All salespeople need to find equilibrium between (a) high-volume production numbers and (b) quality. Which philosophy drives your sales style more?

Why Ask This Question?

Most salespeople will tell you that they're basically balanced in terms of harmonizing quality and quantity. Reality bears out a slightly different truth, however. Most people lean in one direction more than the other. Top producers are typically much more quantity driven. They close deals and don't look backward. If they're lucky, they've got a great assistant to tie up the administrative loose ends. If not, they tie up their own loose ends when they get around to it, but not until all the deals that could possibly close that day or month are done.

Those who define themselves as more quality driven, in comparison, usually close fewer deals, but all the details are neatly accounted for. They take the time to follow up with customers to ensure their satisfaction. Their paperwork trails are logical and easy to follow. And they pride themselves on building a solid referral base to ensure future business. Yes, it takes longer to make the sale for these individuals, but does the smaller volume potential mean any less of a return on investment for your company over the long haul?

Analyzing the Response

How to Get More Mileage out of the Question. Only you can answer this question on the basis of your own sales style, corporate philosophy, and the amount of time you allow salespeople to show profitability. A smaller number of deals, however, doesn't necessarily equate with minimized revenues. If the profit-per-deal ratio is higher, then the number of deals closed becomes a secondary factor. Therefore, when employing this question, ask:

''Please distinguish the quantity of sales from the profitability per sale.''

''Give me an example of your ability to structure high-point deals.''

''What's the size of your average sale, and how could you have gotten more mileage out of it by selling more add-on products or configuring your markup differently?''

For example, in the mortgage lending business, sub par borrowers with poorer credit histories typically carry a greater risk that they won't repay their loans. To offset that additional risk, lending companies charge higher fees and percentage rates with variable payback terms. A loan officer who effectively structures higher-point deals—even though the volume of those transactions might be relatively low—ultimately rewards herself with higher commission earnings. A high-volume loan officer who structures fees below market, however, will typically earn very little above her base salary.
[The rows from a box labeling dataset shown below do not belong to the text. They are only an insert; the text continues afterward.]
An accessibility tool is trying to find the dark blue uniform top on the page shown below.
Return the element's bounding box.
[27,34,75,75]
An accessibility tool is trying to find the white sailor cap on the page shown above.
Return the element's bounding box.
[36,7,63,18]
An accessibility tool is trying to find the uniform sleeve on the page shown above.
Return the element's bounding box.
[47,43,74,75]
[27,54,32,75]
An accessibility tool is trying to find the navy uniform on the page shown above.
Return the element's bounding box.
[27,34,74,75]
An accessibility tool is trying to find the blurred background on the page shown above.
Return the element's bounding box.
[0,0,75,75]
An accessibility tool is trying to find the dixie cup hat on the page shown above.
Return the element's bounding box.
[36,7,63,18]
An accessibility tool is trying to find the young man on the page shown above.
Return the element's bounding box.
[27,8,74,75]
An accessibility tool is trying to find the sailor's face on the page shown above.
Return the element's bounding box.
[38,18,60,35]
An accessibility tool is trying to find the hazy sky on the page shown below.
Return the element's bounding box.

Therefore, to further confirm your insights, distinguish between the candidate's monthly guarantee and gross monthly earnings. The difference will be the commission payout, and it should typically at least double the base salary.

Tell me about the last time you failed to meet quota. How many times did that happen over the past year, and what plan of action did you take to get back on track?

Why Ask This Question?

The quality-quantity debate will always generate definitive insights into a candidate's way of doing business. When push comes to shove, however, sales boils down to hard-core numbers. You'll always read on a candidate's resume about quotas exceeded and top production awards. However, you won't find out about the hiccups in the individual's production unless you ask.

Analyzing the Response

Failing to meet quota is nothing to be ashamed of if you're a salesperson. It's happened to everyone—a lot. Racehorses''—performance-driven, short-term-minded people—work in sprints. Plow horses''—consistent billers— provide you with a consistent return, but rarely win the Kentucky Derby. The brand of salesperson you desire is up to you.
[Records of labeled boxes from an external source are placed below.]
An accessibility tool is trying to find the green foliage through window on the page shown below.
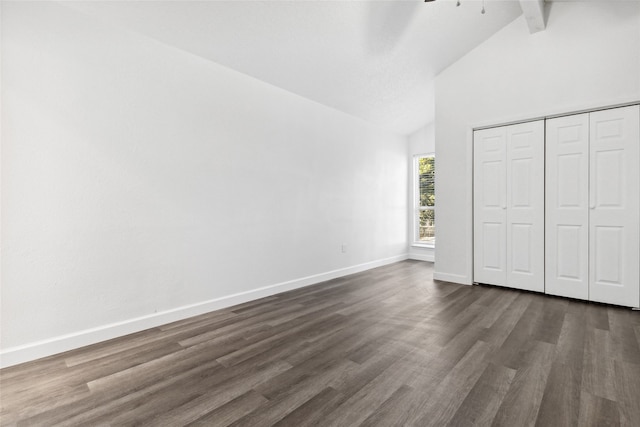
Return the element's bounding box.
[416,156,436,244]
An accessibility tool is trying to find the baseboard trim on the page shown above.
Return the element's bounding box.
[0,254,409,368]
[409,254,435,262]
[433,271,472,285]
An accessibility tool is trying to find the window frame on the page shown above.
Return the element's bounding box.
[412,153,436,248]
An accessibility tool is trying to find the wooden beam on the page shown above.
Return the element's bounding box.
[520,0,546,34]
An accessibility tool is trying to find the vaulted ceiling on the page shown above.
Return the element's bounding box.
[65,0,528,134]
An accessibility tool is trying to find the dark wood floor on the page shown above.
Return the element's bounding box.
[0,261,640,427]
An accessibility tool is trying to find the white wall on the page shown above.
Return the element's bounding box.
[408,123,437,262]
[1,2,408,366]
[434,2,640,283]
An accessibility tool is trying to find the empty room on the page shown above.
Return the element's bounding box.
[0,0,640,427]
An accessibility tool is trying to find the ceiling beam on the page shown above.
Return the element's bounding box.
[520,0,546,34]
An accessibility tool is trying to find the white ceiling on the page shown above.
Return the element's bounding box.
[66,0,522,134]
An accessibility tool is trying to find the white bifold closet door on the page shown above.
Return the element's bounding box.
[545,105,640,306]
[473,121,544,292]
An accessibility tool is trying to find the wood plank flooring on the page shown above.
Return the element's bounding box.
[0,261,640,427]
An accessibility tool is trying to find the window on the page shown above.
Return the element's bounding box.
[413,154,436,246]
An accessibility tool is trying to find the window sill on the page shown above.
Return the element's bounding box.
[411,243,436,249]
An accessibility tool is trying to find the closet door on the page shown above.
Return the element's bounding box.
[545,114,589,299]
[589,105,640,307]
[506,120,544,292]
[473,127,507,285]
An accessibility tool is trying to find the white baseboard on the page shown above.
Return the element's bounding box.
[0,254,409,368]
[409,254,435,262]
[433,271,472,285]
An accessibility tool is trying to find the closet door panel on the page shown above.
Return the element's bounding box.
[473,128,506,285]
[506,121,544,292]
[589,106,640,306]
[545,114,589,299]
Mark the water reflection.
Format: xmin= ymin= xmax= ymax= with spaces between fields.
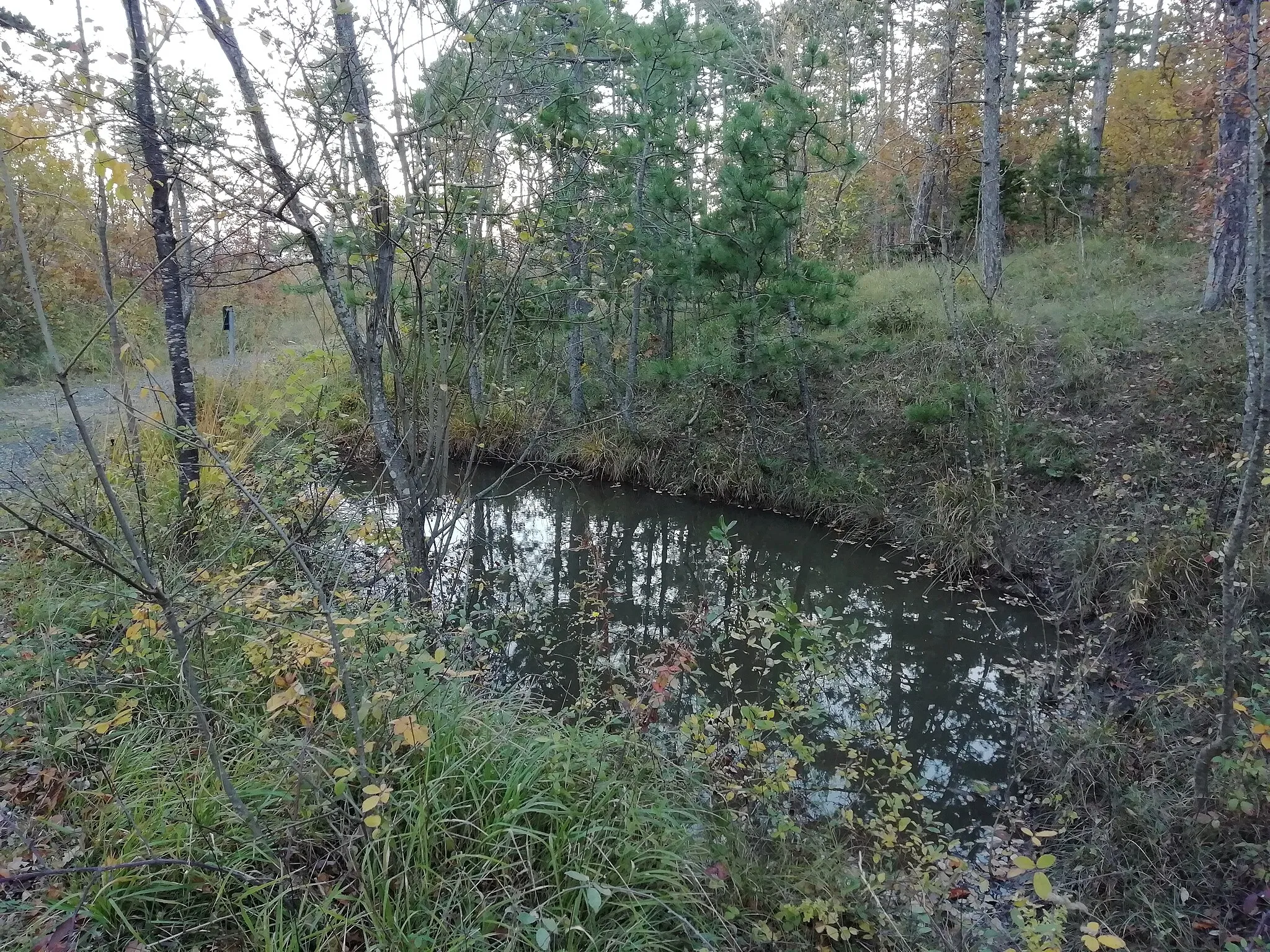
xmin=345 ymin=471 xmax=1044 ymax=822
If the candidate had four or five inadequate months in a twelve-month period, you should be concerned. Meeting quota 70 percent of the time is probably a realistic expectation (although this can vary from industry to industry). Even if the candidate may bill well when he's hot, too many production gaps not only will lower aggregate annual production results but may also indicate problematic outside influences in the person's life, mood swings, and other inconsistencies that could negatively affect the team's performance.
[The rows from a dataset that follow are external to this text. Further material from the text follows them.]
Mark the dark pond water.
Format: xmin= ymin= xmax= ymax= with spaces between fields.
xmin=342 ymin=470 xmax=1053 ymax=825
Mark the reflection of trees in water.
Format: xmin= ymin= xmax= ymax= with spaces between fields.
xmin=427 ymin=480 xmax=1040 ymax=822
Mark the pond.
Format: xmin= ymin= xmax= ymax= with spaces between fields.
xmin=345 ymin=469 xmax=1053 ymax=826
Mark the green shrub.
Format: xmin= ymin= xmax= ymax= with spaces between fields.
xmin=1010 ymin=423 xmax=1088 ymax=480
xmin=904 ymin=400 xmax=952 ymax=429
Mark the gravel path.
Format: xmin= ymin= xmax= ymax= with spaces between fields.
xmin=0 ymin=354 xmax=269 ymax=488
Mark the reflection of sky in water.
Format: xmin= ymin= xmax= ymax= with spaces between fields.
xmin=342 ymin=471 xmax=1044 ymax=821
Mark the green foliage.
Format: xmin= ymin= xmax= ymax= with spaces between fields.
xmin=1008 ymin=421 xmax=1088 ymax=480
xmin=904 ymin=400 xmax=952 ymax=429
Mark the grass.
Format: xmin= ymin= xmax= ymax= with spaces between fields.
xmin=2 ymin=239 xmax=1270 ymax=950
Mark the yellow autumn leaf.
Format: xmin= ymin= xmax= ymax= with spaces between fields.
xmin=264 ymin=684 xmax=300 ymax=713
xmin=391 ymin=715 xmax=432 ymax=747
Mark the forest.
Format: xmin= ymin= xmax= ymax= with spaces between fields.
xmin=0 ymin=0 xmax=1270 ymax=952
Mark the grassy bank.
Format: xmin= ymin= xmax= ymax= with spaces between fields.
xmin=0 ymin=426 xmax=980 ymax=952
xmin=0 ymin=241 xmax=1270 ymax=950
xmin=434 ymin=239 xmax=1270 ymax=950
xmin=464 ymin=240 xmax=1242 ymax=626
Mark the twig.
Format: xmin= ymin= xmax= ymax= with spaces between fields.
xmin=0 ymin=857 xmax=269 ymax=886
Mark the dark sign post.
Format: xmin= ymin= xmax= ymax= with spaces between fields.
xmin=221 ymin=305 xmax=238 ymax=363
How to Get More Mileage out of the Question. If the candidate responds that there were no problems making quota, follow up by asking, How much does your production vary from month to month?'' Learn about production changes that might indicate large rises and falls (even though the falls never went below the quota threshold). Finally, if a candidate provides only a vague response, ask, Doris, we're very thorough in terms of reference checking prospective new hires. How would your past supervisor at XYZ Company grade the fluctuations in your production? What would she say we could do to give you added support in that area?'' Remember, asking candidates to volunteer shortcomings will provide you with a blueprint for future direction and focus.